When I turned onto my road I saw them. All those police cars, blunt and startling, like a poke in the eye. They were parked along the lane, four or five black-and-whites flanked on all sides by the dunes, tall brown grasses waving in the breeze; behind them, the indigo ocean, sunlight sparkling on its rolling surface.

My mother met me at the door. “Riddle, you’re home,” she said, her voice showy and decorative, sounding positively sprightly, as if she were a sales rep greeting a potential customer. Immediately, I recognized the symptoms. Acting. There were men and women in uniform and men in plainclothes. All of them looked up simultaneously as I stepped inside the door. The women smiled sadly.

“Camp!” I said, surprised into exclaiming. My father was standing among the police officers, deep in conversation, convivial, nodding and laughing, gesturing expansively. He looked up when I called his name, smiled and waved his index finger at me, then refocused his attention on the police, who laughed appreciatively at something he said.

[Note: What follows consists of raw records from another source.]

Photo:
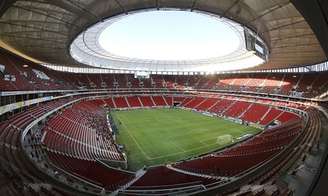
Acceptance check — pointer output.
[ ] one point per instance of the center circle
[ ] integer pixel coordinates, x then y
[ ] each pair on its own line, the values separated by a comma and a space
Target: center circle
169, 35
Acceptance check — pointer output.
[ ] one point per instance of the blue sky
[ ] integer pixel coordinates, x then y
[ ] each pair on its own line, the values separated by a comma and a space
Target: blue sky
169, 35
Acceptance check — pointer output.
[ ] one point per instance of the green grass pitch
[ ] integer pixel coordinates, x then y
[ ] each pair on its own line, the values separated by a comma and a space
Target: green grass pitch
159, 136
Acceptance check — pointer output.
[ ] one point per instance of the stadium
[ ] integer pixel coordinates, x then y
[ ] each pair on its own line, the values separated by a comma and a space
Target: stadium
145, 97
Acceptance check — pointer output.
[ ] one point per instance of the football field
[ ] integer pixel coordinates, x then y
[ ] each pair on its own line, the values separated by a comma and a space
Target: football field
158, 136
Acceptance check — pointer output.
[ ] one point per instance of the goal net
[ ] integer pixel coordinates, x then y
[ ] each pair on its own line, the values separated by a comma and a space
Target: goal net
224, 139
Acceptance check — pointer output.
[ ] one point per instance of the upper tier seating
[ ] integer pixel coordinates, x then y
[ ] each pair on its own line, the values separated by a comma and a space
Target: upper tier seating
307, 84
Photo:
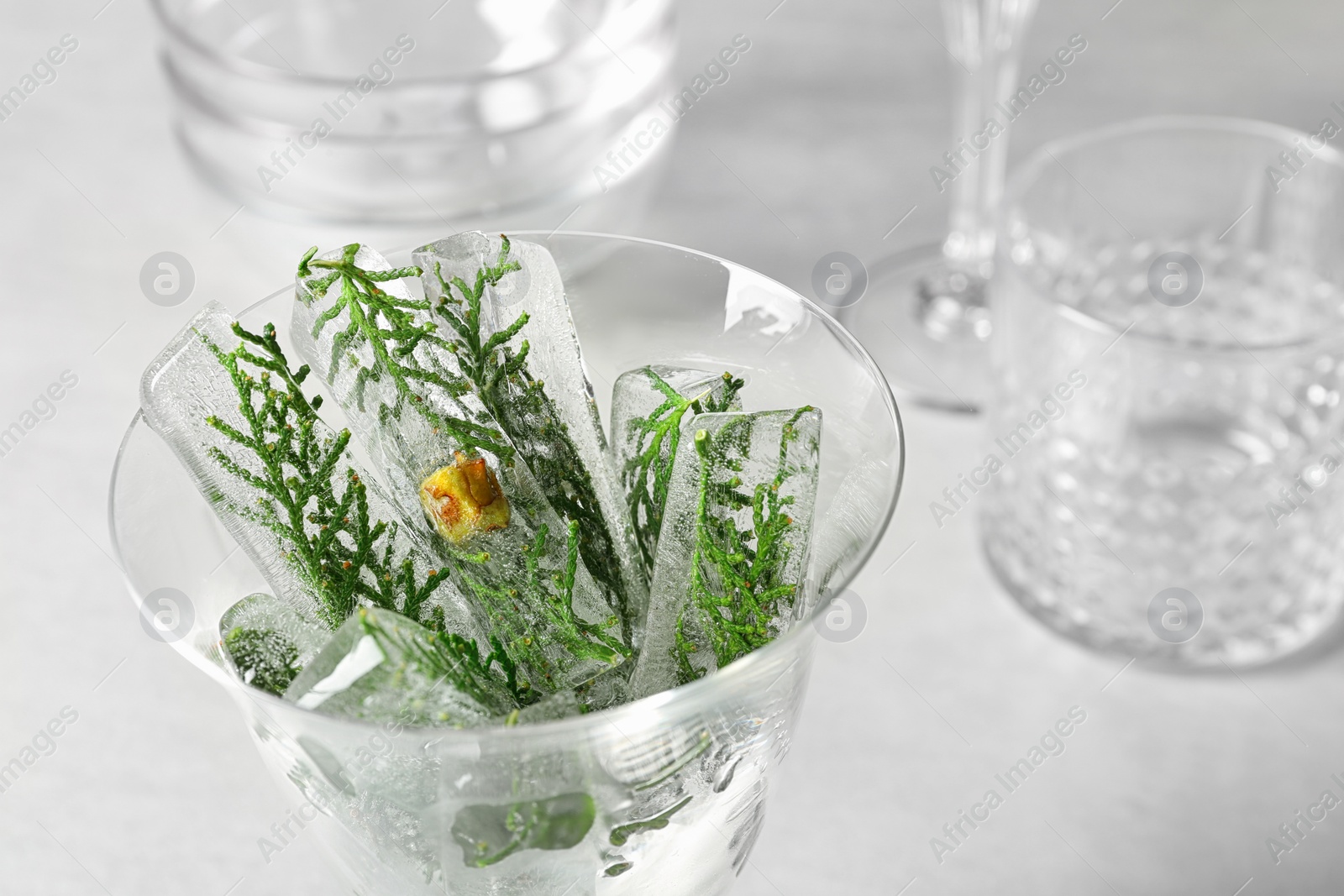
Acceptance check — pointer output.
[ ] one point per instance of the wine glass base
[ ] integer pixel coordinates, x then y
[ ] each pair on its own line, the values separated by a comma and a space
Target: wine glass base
925, 359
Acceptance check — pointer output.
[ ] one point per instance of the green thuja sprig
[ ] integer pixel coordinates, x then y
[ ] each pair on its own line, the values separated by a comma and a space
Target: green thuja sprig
295, 464
521, 405
491, 680
531, 613
534, 614
738, 584
387, 327
656, 437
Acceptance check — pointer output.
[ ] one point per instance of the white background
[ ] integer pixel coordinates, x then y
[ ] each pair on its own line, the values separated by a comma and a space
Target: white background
832, 120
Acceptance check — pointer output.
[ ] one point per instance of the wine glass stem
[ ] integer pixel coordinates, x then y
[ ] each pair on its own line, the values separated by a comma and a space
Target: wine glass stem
984, 38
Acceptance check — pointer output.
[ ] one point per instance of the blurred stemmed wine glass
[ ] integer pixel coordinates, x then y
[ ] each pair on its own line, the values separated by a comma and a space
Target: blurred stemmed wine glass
925, 316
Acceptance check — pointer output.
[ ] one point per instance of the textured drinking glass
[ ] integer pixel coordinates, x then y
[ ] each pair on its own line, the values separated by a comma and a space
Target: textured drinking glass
676, 783
1169, 348
420, 112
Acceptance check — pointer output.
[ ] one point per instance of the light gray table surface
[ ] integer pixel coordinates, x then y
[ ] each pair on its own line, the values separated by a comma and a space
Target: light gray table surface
1173, 785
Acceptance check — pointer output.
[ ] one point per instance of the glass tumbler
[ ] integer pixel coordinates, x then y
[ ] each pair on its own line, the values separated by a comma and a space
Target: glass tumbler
1163, 476
664, 795
403, 112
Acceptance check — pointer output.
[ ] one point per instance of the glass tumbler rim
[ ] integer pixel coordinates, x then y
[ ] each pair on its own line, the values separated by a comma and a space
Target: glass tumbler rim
1052, 152
698, 692
261, 71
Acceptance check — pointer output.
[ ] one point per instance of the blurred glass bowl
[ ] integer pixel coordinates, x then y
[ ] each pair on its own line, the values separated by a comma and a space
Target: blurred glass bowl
400, 112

“Your father came home when he heard,” my mother said.

“Why? What’s going on?” I asked, unable to hear the sound of my voice over the loud beating of my heart. Were they here to arrest me?

My mother pulled me into the kitchen, where Lou was making coffee and looking worried. “Some man walking his dog along the beach found Charlie Devlin’s jacket in the dunes.”

“I don’t understand,” I said.

“No one does, Riddle,” she said frowning with impatience. “Who knows how long it’s been there? Or where it came from? It could have drifted in on the water. It may have been there all along, buried by the sand. Who knows?”

“How do they know it was Charlie’s?” My mouth was so dry I was having trouble formulating speech.

“His initials were sewn into the lining of the collar, apparently. His wallet was in his pocket.”

“What does it mean?”

Bang! Bang! I jumped at the sound of rapid pounding on the door accompanied by shouting. There was an eruption of loud voices in the entranceway.

“Whoa! Whoa!” I heard someone shout.

“What in the hell is my boy’s jacket doing on your property?” A recognizable voice rang out, ragged and tinged with fury.

“Oh my God,” my mother said, running from me and into the living room as I walked slowly behind her, soaring anxiety levels like braces on my legs.

“Calm down, Michael,” my father was saying. “You’re upset.”

“You’re goddamn right I’m upset. Of all the places in the world, Charlie’s jacket shows up here? Yards from your house? Camp, for Christ’s sake! Mother of God. What have you done? You hate me this much?”

“You need to get ahold of yourself,” my father said. “I don’t know any more about this than you do. I came home the moment I got the news.”

“You son of a bitch,” Michael said. “You goddamn lousy son of a bitch. I knew you were capable of . . . But this?”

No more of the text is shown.